I've gotten a lot accomplished today. I have done laundry, vacuumed the floors, cleaned litter box, swept kitchen, bath and studio, got a shower, fixed my hair and makeup, and even have a meatloaf in the fridge to be cooked later! Baby has taken a good nap and I've learned to move fast! Lol.
I think we now have the flea situation under control. Thank goodness. I'm washing all the boys' bedding now, just as an extra precaution.
My mastitis has completely cleared. I'm still a big heavy on that side and my duct is a bit clogged, but it is getting better and better each time she nurses. Also, my nipples are improving a bunch! Nursing is no longer horrible.
Kathryn seems to be growing, but it is hard for me to tell because I am with her every day. She is definitely pooping and peeing a heck of a lot. She is sleeping better through the day and night is still good. The fussy time hasn't been as bad the last few days and last night she even fell asleep without nursing. :-)

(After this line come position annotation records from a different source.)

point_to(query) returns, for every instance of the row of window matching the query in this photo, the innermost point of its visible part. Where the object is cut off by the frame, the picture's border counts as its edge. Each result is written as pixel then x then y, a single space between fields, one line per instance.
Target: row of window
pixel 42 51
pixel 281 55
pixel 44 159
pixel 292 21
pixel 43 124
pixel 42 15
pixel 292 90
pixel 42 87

I'm just going to keep up with the two hour feedings and I think everything will work itself out.
Today feels good so far. I just hope I still feel this good when K gets home. I'm usually drained by that time of day.

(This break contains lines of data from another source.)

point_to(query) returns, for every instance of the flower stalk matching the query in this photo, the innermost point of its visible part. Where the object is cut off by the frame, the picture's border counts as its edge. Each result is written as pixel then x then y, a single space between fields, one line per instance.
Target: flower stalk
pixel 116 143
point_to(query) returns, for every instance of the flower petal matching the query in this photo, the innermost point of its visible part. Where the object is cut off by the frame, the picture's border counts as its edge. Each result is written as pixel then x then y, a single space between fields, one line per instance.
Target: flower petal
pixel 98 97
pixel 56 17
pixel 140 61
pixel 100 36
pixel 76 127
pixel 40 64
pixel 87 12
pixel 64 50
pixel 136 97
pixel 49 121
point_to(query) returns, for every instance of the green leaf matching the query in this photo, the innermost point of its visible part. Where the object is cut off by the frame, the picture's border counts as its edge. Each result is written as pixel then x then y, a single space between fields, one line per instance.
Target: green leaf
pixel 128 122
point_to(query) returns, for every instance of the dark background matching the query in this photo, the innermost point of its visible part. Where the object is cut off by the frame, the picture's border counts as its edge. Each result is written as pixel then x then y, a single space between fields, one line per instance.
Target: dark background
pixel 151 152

People in K's family keep saying they want to babysit, but they don't seem to understand me as a mother. I'm not interested in leaving her any time soon, even if I could. I can't leave her yet though because I'm nursing and not able to pump yet. I'm not going to risk screwing up any of the good that has been happening the last couple of days. None of them gave ever nursed, so they have no idea what it entails.
We had a welcome party for K on Sunday. It was nice. She did really well and actually slept pretty much the whole time. K's mom came over 10 minutes until 4, which was when the whole thing was supposed to end. She thought it would be easier on us that way. Why she thought that, I don't know. I chose 12-4 because that is the best window for the baby and then K and I could rest after. So, instead of that happening, she stayed until 6. I just don't understand her. It's aggravating to me. I'm trying hard not to get annoyed, but I can't help it. K doesn't seem to totally understand my POV either, but he's going to have to learn. After all, I'm the one doing all the work with the baby.
I just don't get her and I'm not used to it because my family isn't like this. I don't understand why she has to come every single week. I feel like I have to guard myself from her to make sure I'm not completely drained. It's crazy. There is a fine line between helpful and pushy. Plus, when she's here, she doesn't offer to help with anything. It's just like entertaining any other visitor. She wants to "help" with the baby, but I don't need help with her. What I need help with is the house...maybe food...something like that. She never offers that. So honestly, I wish she would chill on the visits. I guess I need to speak up, but I don't want to hurt anyone's feelings and I don't want to be a bitch.
Anyway, I'm in a great mood and I want to stick with it today! :-)
Baby needs to wake up soon to eat. If she's not up by 6, I'll wake her up. Maybe the dryer will be done and I can switch it before she wakes up.